Certaines banques ne tiennent pas compte de la situation de leurs clients les plus précaires en ce qui concerne les frais bancaires. Et plus précisément les charges liées aux éventuels incidents. Celles-ci doivent être plafonnées à hauteur de 25 euros par mois pour ceux qualifiés de plus nécessiteux, qui sont au nombre de trois millions d’individus environ, en France.

Ce dispositif de plafonnement, lancé fin 2018, est de nouveau remis sur les rails par l’Assemblée nationale, et ce, malgré les demandes de mesures plus contraignantes réclamées par l’opposition. Et pour que cette loi soit mise en vigueur, les établissements financiers qui ne la respectent pas seront soumis au « name and shame». C’est du moins ce qu’a avancé le ministre de l’Économie, Bruno Le Maire.

Protéger les plus démunis face aux frais d’incidence

En institution bancaire, sont appelées « clients fragiles » les personnes en situation de surendettement dans le fichier des incidents de remboursement. Actuellement, le nombre de personnes afférentes à ce profil a augmenté de 15%, lesquels bénéficieront d’un plafonnement de frais de 25 euros par mois.

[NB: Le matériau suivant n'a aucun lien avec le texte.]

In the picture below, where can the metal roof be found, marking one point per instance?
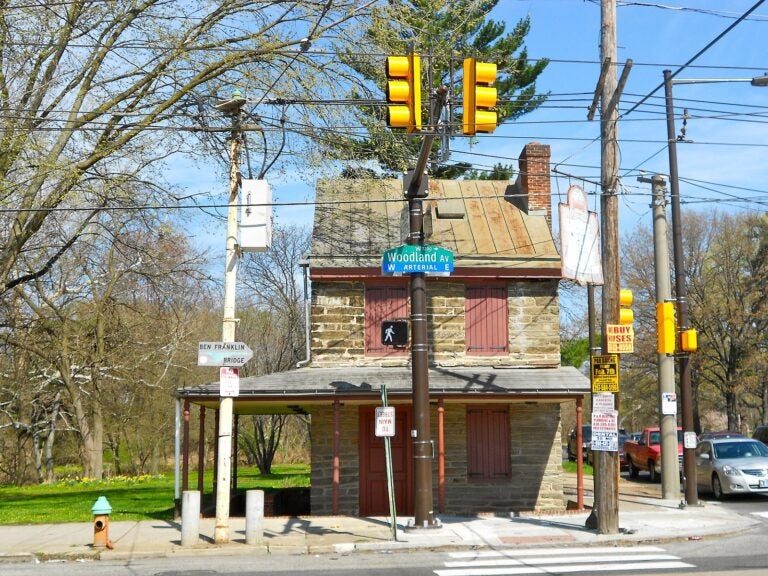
(306, 386)
(478, 220)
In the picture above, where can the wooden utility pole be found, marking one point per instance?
(607, 463)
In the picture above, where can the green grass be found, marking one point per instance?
(131, 498)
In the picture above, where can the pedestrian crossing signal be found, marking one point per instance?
(394, 333)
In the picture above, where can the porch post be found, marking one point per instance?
(441, 456)
(201, 452)
(234, 449)
(215, 455)
(336, 457)
(185, 443)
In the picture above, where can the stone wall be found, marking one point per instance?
(338, 326)
(535, 451)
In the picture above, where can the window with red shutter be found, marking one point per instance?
(486, 318)
(488, 454)
(383, 303)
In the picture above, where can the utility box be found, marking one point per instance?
(255, 216)
(101, 510)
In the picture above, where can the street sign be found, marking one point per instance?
(229, 381)
(605, 373)
(394, 332)
(620, 338)
(223, 354)
(414, 258)
(385, 421)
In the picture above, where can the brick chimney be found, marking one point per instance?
(532, 191)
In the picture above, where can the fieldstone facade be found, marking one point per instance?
(338, 326)
(536, 483)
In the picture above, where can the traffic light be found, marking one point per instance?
(689, 340)
(404, 91)
(626, 314)
(479, 97)
(665, 328)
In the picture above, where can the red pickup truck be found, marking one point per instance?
(645, 453)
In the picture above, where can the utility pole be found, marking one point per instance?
(670, 469)
(416, 186)
(681, 293)
(231, 108)
(606, 480)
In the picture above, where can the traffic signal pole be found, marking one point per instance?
(415, 184)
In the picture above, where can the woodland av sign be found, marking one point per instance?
(414, 258)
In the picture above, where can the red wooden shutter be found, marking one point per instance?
(488, 456)
(486, 319)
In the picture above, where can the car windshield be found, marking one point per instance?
(729, 450)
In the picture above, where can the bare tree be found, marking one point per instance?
(103, 91)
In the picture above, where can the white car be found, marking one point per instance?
(732, 466)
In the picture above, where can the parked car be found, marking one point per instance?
(645, 453)
(732, 466)
(586, 441)
(720, 434)
(622, 460)
(761, 433)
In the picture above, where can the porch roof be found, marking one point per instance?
(292, 391)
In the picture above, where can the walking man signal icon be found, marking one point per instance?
(394, 332)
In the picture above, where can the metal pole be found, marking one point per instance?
(689, 455)
(670, 468)
(221, 531)
(423, 448)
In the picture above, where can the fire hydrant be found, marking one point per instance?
(101, 511)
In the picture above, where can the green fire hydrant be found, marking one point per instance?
(101, 511)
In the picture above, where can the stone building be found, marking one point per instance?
(495, 382)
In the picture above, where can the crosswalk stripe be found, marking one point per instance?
(565, 568)
(559, 560)
(512, 553)
(523, 560)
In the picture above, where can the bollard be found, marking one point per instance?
(101, 510)
(190, 517)
(254, 516)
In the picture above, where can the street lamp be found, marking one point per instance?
(689, 456)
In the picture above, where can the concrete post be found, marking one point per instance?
(190, 518)
(254, 516)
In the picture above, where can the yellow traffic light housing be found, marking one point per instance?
(479, 97)
(666, 330)
(404, 91)
(626, 314)
(689, 340)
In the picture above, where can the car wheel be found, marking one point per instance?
(717, 488)
(652, 472)
(633, 471)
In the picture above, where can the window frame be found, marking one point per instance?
(486, 319)
(489, 442)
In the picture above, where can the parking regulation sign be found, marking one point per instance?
(385, 421)
(605, 431)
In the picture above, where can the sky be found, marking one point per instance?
(726, 155)
(724, 152)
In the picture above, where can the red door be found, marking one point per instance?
(374, 499)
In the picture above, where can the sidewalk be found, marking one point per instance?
(643, 517)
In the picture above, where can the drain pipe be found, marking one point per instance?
(304, 263)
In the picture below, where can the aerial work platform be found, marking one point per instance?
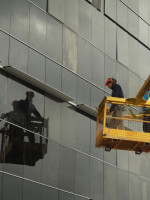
(131, 130)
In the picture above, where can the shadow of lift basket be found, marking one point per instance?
(131, 137)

Le ministre de l'Économie et des Finances, Bruno Le Maire, a de ce fait annoncé le lancement d’un dispositif visant à mettre en place une charte d'inclusion bancaire et prévention du surendettement. Il définira également les informations précises que les enseignes doivent fournir à la Banque de France. L’institution bicentenaire publiera alors, à partir de juillet 2020, la liste « name and shame » des établissements qui n’appliqueront pas cette règle dans le but de les stigmatiser.

Une décision qui ne satisfait pas l’opposition ainsi que quelques associations considérant cela comme étant un « scandale injustifié ». Il faut dire que les dernières soutiennent davantage la proposition de loi d’un seuil de deux euros par incident bancaire pour chaque client, sans exception, et dans la limite de 20 euros par mois ou 200 euros par an. Mais l’Assemblée nationale en a décidé autrement, car selon ses membres, il serait plus judicieux de ne pas plafonner les clients fortunés.

Ce plafonnement appliqué aux clients fragiles a été mis en place par le gouvernement afin d’aider les personnes en difficultés bancaires à faire face à la crise du coronavirus. Il s’agit d’un accord développé avec les banques pour que les concernés puissent accéder plus rapidement et plus amplement à ce privilège.

La définition de « clients fragiles » reste encore floue

Selon les estimations, à l’issue de la conjoncture actuelle, le nombre de ménages en situation précaire passera de 3 à 8 millions dans tout le territoire français. Ces clients bénéficieront, bien évidemment de cette forme de soutien de la part des établissements teneurs de leur compte.

Quoiqu’il faille préciser qu’un certain flou semble encore persister quant à la définition exacte des « clients fragiles ». Il a été alors décidé qu’un client pourra être considéré comme fragile si l’on enregistre plus de cinq incidents bancaires sur son compte en seulement un mois. Ces accrocs conduiront à un accès au plafonnement des frais y afférents pendant trois mois.